The analysts categorized the importance of each type of information to their specific tasks, labeling them as either:

Essential

Irrelevant

Would Review If Available

Results

1

Among four forensic science disciplines and 16 types of information (resulting in 64 total ratings for task-relevance), the analysts only reached 100% consensus three times. In fact, in 45 of 64 items, opinions between analysts directly contradicted each other.

2

However, in 36 ratings, the analysts reached a near-consensus where over 75% agreed. Pattern evidence analysts had the highest rate of consensus and crime scene investigators had the most disagreement.

3

Most analysts, apart from crime scene investigators, agreed that personal information regarding a suspect or victim was irrelevant to their tasks.
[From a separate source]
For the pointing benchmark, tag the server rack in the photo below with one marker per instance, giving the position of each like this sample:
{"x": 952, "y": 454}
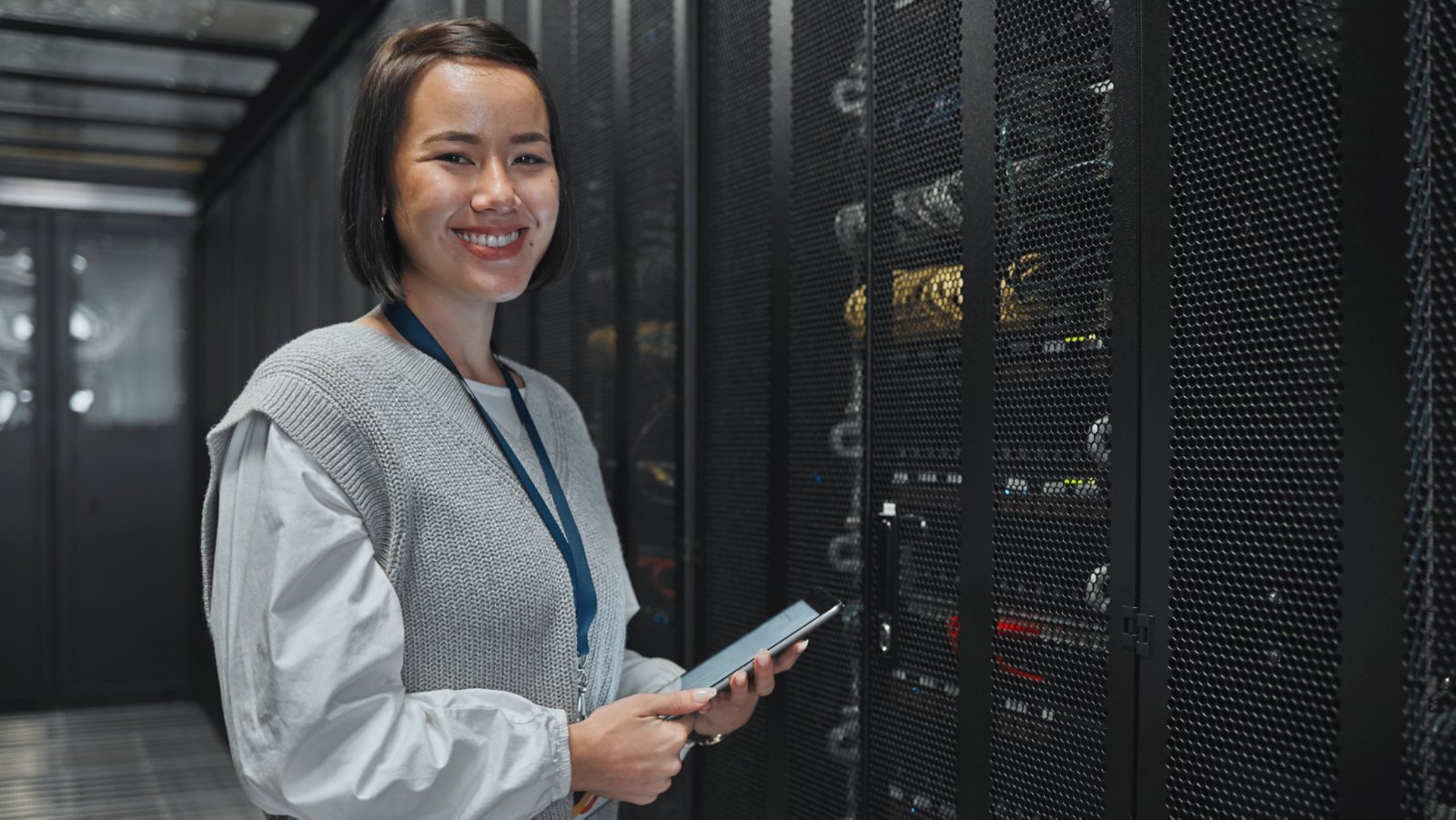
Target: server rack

This is consistent with the NCFS’s guidelines for task relevance.

4

The opinions of crime scene investigators were distinct from the other disciplines, as their task is to gather information rather than analyze it.

Focus on the future

 

While the survey contains which types of information the analysts consider relevant, it does not explain why they made these decisions.

It is important to remember that people do not always know the full reasoning behind their decision making.

Even within the same forensic disciplines, different laboratories may not have the same guidelines for what they consider relevant.

The forensic disciplines must reach a general consensus on what information is task-relevant.